When the legendary psychedelic cumbia band Los Mirlos took the stage at Coachella this past year, the moment represented far more than a musical milestone. For us at Kene Kaya, it was a powerful affirmation of what can happen when music, fashion, and ancestral knowledge come together with respect and intention.

Representing Peru on one of the world’s most influential festival stages, Los Mirlos carried the sound of the Amazon to a global audience. Alongside their unmistakable rhythms, they also carried our garments—custom-made stage outfits created in close collaboration with the band and with the artisans whose traditions inspire everything we do.

Los Mirlos have long been cultural ambassadors of Peru’s Amazon region. Their music, rooted in cumbia amazónica, has crossed generations and borders while remaining deeply connected to place. From the beginning, our goal was to translate that same spirit into a visual language—one that honored Indigenous Amazonian aesthetics while adapting them for a contemporary performance context.

Working closely with the band, we designed pieces that incorporated ancestral Amazonian visual codes, expressed through bold color palettes, intricate patterns, and silhouettes that could move effortlessly onstage. Every element of the garments was created with intention: to echo rhythm, celebrate identity, and reflect the living culture behind the music.

At the heart of this collaboration are the artisans whose hands and knowledge brought the designs to life. Many come from communities where textile traditions are passed down through generations. Their work is not simply decorative—it carries memory, storytelling, and a profound relationship to land and ancestry. Through hand-drawn motifs, detailed embroidery, and meticulous craftsmanship, each garment became a living expression of culture rather than a costume.

For Kene Kaya, this collaboration is a direct extension of our mission. We believe in ethical fashion rooted in collaboration, not extraction. Indigenous artisans are not background labor in our process; they are co-creators and authors of the final pieces. Seeing their work represented on an international stage like Coachella affirms the importance of visibility, fair representation, and respect within global fashion spaces.

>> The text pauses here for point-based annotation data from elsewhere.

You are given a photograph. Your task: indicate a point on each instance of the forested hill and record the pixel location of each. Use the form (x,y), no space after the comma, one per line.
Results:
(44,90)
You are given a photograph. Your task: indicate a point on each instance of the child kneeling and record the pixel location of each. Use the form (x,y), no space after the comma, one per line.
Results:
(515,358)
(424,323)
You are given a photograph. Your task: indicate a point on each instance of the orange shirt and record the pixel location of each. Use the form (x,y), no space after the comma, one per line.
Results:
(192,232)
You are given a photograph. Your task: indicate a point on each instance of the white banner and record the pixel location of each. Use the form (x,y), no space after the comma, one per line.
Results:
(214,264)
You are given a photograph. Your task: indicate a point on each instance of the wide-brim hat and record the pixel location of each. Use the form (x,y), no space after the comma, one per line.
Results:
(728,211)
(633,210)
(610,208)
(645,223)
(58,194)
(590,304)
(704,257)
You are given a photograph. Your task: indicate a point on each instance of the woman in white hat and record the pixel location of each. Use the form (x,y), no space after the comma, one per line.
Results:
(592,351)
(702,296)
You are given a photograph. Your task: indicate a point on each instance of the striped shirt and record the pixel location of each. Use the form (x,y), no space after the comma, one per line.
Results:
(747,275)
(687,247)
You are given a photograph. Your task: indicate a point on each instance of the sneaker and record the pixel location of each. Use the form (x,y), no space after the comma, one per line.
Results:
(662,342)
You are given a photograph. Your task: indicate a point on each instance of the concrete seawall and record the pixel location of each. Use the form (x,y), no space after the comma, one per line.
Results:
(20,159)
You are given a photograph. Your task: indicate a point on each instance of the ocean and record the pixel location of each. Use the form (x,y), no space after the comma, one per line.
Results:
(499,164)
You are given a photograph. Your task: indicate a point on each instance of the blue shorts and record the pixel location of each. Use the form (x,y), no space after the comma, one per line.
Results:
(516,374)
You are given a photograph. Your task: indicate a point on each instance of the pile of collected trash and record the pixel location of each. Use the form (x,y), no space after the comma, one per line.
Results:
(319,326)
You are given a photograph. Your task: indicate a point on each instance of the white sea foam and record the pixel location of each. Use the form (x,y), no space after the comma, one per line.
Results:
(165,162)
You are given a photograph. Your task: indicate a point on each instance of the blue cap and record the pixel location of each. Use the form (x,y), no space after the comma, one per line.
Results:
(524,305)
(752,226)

Watching Los Mirlos perform at Coachella dressed in these garments was deeply symbolic. On a stage often defined by Western fashion houses and mainstream aesthetics, their presence asserted that Amazonian and Indigenous design belongs at the center of global culture. It was a reminder that Peruvian creativity—both musical and textile—has always been innovative, influential, and globally relevant.

As Los Mirlos’ melodies echoed across the desert, the garments told a parallel story: one of intergenerational collaboration, pride in identity, and continuity of ancestral knowledge. Together with the band and the artisans behind each piece, we were honored to help transform this performance into a moment of representation—where music, fashion, and tradition stood side by side, unmistakably Peruvian and undeniably powerful.